Sunday, December 27, 2020

 mr201227 Specifying the Printmaking Teacher in A Box: On the advice of Mary Burns  

An educator named Mary Burns listed her recommendations for teachers to use as they plan for school starting in six months under COVID-19 restraints. As he read her list it seemed she was describing the specifications for the Printmaking Teacher in A Box.  

Mary Burns’ advice

Mary Burns wrote the specifications for the Printmaking Teacher in A Box, although she never heard of it. Her specifications were in an article she wrote for Edutopia, getting teachers ready for autumn quarter, 2020. He advice was to find balance between the old and the new.
As I read her recommendations, I could see her words apply to the specifications of the Printmaking Teacher in A Box, and I had a strong urge to copy-write over her advice and adapt them to my Printmaking Teacher in A Box. Now that ZOOM has been adopted as a platform-of-choice for many people, and with my escape game concept, it is time to take her cue.
Not only ZOOM, but another aspect impinges on the specifications: money. Though I may not be the only printmaking teacher who thinks about money beyond my personal needs, I may be the only one with a business plan and a product to sell.
Educators, and this may be especially true of art educators, raise their eyebrows at this. For the most part, money is not their immediate concern because they are paid. Their paycheck and the prospect of some security for the coming year allows them to shop for art supplies.

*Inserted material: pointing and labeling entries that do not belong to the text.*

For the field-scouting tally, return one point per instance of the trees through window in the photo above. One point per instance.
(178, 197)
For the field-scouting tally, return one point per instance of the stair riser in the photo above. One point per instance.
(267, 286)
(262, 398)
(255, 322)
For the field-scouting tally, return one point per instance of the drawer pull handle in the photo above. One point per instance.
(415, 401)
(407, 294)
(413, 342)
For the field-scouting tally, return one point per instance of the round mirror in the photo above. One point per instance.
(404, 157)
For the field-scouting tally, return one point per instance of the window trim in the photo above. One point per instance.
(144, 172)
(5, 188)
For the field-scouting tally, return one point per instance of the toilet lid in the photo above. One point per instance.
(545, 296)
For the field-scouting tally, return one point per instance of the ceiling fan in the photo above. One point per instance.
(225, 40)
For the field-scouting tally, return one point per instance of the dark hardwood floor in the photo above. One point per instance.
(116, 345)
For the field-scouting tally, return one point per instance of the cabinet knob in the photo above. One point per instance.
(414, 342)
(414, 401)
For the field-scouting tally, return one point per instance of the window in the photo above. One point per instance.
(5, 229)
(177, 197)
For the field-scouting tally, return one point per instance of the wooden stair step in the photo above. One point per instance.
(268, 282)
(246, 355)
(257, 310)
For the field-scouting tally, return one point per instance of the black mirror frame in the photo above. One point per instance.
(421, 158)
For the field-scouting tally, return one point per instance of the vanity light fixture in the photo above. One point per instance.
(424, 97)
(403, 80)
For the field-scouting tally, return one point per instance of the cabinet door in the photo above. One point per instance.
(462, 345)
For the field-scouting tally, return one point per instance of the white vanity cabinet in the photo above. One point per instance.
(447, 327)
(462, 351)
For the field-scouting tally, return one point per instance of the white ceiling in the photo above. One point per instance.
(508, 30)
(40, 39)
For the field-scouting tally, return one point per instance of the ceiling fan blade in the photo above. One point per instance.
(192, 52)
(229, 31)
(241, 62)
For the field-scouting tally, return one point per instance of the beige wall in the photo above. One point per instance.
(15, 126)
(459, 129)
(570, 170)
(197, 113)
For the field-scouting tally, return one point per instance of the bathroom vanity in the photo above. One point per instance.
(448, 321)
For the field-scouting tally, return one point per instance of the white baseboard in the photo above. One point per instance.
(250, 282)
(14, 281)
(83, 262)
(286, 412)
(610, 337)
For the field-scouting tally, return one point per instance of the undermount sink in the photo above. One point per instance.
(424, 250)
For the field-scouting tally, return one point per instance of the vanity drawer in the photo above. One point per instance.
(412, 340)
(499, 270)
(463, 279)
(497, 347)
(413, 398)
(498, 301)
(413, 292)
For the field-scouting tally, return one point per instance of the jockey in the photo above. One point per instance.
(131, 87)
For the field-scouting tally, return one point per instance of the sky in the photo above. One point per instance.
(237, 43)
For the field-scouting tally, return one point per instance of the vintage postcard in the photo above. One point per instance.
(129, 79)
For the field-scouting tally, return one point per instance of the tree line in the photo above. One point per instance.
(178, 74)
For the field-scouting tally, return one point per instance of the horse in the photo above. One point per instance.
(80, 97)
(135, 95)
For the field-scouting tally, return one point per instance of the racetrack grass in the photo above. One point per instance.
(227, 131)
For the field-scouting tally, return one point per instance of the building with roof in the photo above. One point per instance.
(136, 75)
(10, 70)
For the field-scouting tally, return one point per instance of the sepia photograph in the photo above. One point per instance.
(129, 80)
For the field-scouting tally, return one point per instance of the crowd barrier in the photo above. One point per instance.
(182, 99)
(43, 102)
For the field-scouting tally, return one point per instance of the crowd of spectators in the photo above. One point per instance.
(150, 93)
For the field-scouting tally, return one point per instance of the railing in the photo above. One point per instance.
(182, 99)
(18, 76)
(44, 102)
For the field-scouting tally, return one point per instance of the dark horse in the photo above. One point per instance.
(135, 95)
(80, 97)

It is not so for the students – especially now in America.
Not only the immediate costs (these should be taught to be investments), but he ripple effect of the art materials, tools, supplies and related industries effect the students’ ability to do the work the teachers expect.

Printmaking industry

Every art medium has associated manufacturing industries. Printmaking is not unique in this; however, it is the one field with a unique position in education. In my opinion, printmaking is as much a performing and social art as it is a visual art. This means printmaking invites the teacher and learner to break out of the bounds of the visual arts.
Because printmaking is the ancestor of all science, technology, literature, engineering, and mathematics education, teachers and students can break away from the art school and enter the other domains.
Etching, for example, involves chemistry. Press design involves engineering. Reading has become universal, thanks to printing technology. Mathematics is difficult for me to pin down – weak as I consider myself here.
We realize we are living in a time when science, technology, reading, engineering, art, and mathematics – STREAM – might be experiences in teaching and learning settings if printmaking is the “A is for Art” in the acronym.
It might be, too, that the concept is in itself a work of art, an abstract art of the dynamic kind one experiences in the performance, the act of maker, making and made.